Otherwise, set yourself some target that you’d like to achieve that morning – maybe it’s a specific set of intervals at a given power or heart rate. Or, maybe it’s simply completing five laps of Centennial Park, or climbing Bobbin Head once. Whatever it is, set yourself a goal that motivates you to get out of bed.
Keep your rides short
When it comes to setting goals, when the weather is unfriendly and the mornings are dark, it helps to keep your rides brief and to-the-point. Prioritise shorter, intense intervals over long endurance rides. Not only will this allow you to get your workout done and head back indoors sooner, the higher intensity will also keep your body warmer.
Arrange to meet someone
Peer pressure is a powerful thing.
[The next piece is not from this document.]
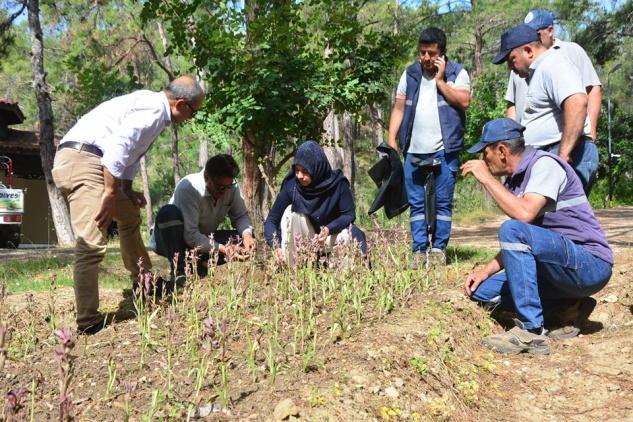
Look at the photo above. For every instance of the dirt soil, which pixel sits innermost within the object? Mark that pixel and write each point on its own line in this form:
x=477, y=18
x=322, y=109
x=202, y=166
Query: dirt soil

Few things motivate a cyclist like the fear of missing a great group ride with your clubmates, or the shame of letting down a friend by bailing out at the last minute. So, if you’re finding it difficult to motivate yourself to head out on an early morning ride, arrange to meet a friend to ride in the morning. Besides, it’s more enjoyable to ride with others than to ride by yourself.
If you’re looking to combine the social aspect of cycling with a solid morning workout, join up with a group training rides. Sydney Olympic Park pacelines are a popular option for riders of all levels, run on Tuesday and Thursday mornings by Lidcombe-Auburn CC. There are also group rides based around Parramatta Park and Centennial Park. Check with your local cycling club for more information.
Perhaps most obviously, the earlier you go to bed, the easier it is to wake up for an early morning ride. After you’ve checked your bike and set out your clothing and equipment, get yourself to bed. Put down your handheld devices, switch off the television, and say goodnight to your family. If you need to, negotiate with your partner so that they understand and agree with your early-to-bed, early-to-ride cycling routine. By getting a full night’s sleep before your alarm goes off, you’ll minimise the temptation to hit the snooze button and roll back over.
There are a few things you can do to make a winter’s morning ride more appealing. Whether it’s being prepared, setting a goal, riding with friends or just going to bed earlier, make use of whatever tricks you can to avoid cancelling at the last minute. And finally, when the whispering voice in your head tempts you to stay under the covers, remember this: if you don’t ride, you’ll regret it all day, but you’ll never regret riding your bike.